Article 1er :   la requête n° 2019-004 REP du 08 janvier 2019 de la Société Ivoirienne de Coco Rapé est recevable mais mal fondée ;

Article 2 :      elle est rejetée ;

Article 3 :      les frais, fixés à la somme de deux cent mille (200.000) francs, sont mis à la charge de la SICOR représentée par son Directeur Général monsieur Sayegh Hussein ;

Article 4 :      une expédition du présent arrêt sera transmise au Procureur Général près la Cour de Cassation et le Conseil d’Etat, au Ministre de la Construction, du Logement et de l’Urbanisme et au Préfet du Département de Jacqueville ;

            Ainsi jugé et prononcé par le Conseil d’Etat, en son audience publique ordinaire du QUATORZE DECEMBRE DEUX MIL VINGT DEUX ;

            Où étaient présents Messieurs.
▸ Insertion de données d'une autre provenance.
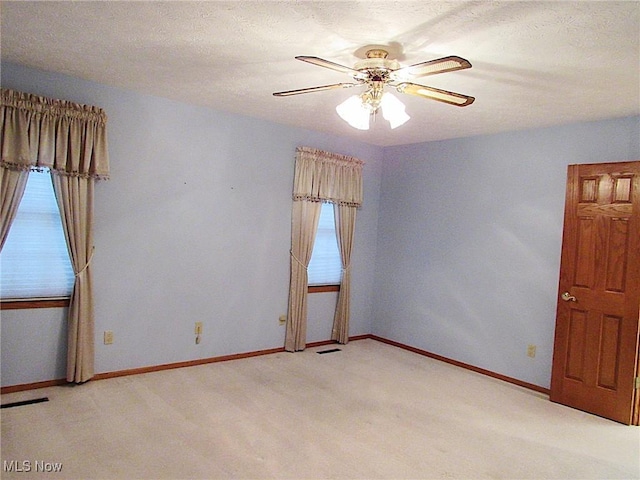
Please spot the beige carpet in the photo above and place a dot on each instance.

GAUDJI K. JOSEPH DESIRE, Président de la Deuxième Chambre, Rapporteur ; BROU KOUAKOU N’Guessan Mathurin, ZAHUI Lohourignon Boniface, KONAN Jean KOUASSI OUSSOU, OBROU Charles Hermann, Conseillers ; en présence de M. BOIQUI Kouadjo ; Avocat Général ; avec l’assistance de Maître OULAÏ Mesmer, Greffier ;

            En foi de quoi, le présent arrêt a été signé par le Président et le Greffier .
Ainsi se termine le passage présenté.